Why are there even cities in the southwestern deserts of the United States? Seems like bad planning to those of us who live near giant freshwater lakes and the big ol’ Mississippi River. And now, with potentially ruinous climate change underway, our drier neighbors are looking to siphon off distant water supplies—like the Mississippi. On Thursday, MPR News reports, mayors from cities along the river who belong to the Mississippi River Cities and Towns Initiative have taken steps to form a new compact that would prevent the creation of some sort of pipeline from the Midwest to the Southwest. Any formal agreement is still a long way off—it’d require approval from the 10 states that border the river as well as the federal government. Experts deem the likelihood of such a pipeline are very low, due to both engineering and political hurdles, but welcome the creation of a compact as a way to kill an idea that won’t go away no matter how impractical. As Olivia Dorothy, director of river restoration with the conservation group American Rivers, puts it: “If you want the Mississippi River water, you can move here.”

It’s Time to Vote AGAIN

The only thing Minnesotans love more than voting is bragging about how many Minnesotans vote. Even so, we have been filling in so many ovals on so many ballots here in Minneapolis over the past few years that you’re forgiven if you feel a little election fatigue. This year, it’s time for another Minneapolis City Council race, even though we just voted for city council in 2021. Redistricting altered the borders of the city’s 13 wards in the interim, so now we’ll vote for who’ll represent the newly drawn wards this year—and then again for city council in 2025. St.
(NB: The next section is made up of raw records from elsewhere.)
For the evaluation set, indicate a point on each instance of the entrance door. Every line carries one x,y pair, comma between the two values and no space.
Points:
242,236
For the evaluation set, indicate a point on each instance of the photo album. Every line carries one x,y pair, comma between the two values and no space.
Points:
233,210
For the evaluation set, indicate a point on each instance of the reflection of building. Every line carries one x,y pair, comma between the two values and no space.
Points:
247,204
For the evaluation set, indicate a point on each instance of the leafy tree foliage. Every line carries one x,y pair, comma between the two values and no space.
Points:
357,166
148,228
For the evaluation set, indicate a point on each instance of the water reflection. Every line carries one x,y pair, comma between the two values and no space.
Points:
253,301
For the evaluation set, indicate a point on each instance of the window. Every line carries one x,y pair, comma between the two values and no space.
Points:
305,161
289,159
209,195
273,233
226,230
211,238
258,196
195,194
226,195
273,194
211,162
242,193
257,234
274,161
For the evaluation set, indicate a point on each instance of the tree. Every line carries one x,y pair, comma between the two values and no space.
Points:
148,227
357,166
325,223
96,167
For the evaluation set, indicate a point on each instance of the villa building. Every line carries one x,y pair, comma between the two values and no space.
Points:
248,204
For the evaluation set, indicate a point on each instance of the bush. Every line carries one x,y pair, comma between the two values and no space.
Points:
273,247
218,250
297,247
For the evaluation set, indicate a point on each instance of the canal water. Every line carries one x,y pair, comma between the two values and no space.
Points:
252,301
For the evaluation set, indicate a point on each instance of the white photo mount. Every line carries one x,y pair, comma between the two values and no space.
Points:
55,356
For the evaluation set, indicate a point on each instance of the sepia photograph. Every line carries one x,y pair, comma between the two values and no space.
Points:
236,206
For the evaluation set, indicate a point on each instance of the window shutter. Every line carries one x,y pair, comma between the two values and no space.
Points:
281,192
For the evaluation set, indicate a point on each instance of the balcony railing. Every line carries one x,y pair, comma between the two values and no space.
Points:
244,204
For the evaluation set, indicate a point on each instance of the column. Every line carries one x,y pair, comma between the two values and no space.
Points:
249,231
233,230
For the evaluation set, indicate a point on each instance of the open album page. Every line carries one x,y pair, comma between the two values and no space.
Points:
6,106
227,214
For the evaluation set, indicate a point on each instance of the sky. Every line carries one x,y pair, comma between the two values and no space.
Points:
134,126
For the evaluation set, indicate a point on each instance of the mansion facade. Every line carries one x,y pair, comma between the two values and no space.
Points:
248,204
Paul is also having a city council election this year, but they haven’t had one since 2019, a reasonable space between elections. Anyway, that’s a lot of candidates to keep track of (even if you can only vote for one) and Kyle Stokes at MinnPost has drawn up a complete list of who’s running for city council in Minneapolis and St. Paul, along with the short answers candidates provided to a Q&A. And if you’re wondering who’s supporting those candidates, MinnPost did a collab with Southwest Voices and they started put this together a month ago. 

Fill 'Er Up, FLW!

If you're anything like me, Racket's Jay Boller, you know exactly three things about Cloquet: Gordy's Hi-Hatthe semi-recent closure of America's last matchstick factory, and the beautiful Frank Lloyd Wright-designed gas station at 202 Cloquet Ave. Earlier this week, TPT's Kaomi Lee published a report that attempts to answer why the titan of Prairie School architecture built a filling station just southwest of Duluth. "People are amazed by it," says Chris Chartier of Best Service Gas Station, the longtime operator of the landmark building. "Actually, that's how people know Cloquet a lot." We won't spoil the fascinating, sprawling answer to Lee's big Q, though we will note that architectural historian Richard Kronick, a noted friend of Racket, assists with it. You get a deep-dive into the history, a tour of the place today, and a meeting with the owner, Andrew Volna of Noiseland Industries, who (surprise!) is also a noted friend of Racket. TGIF, enjoy!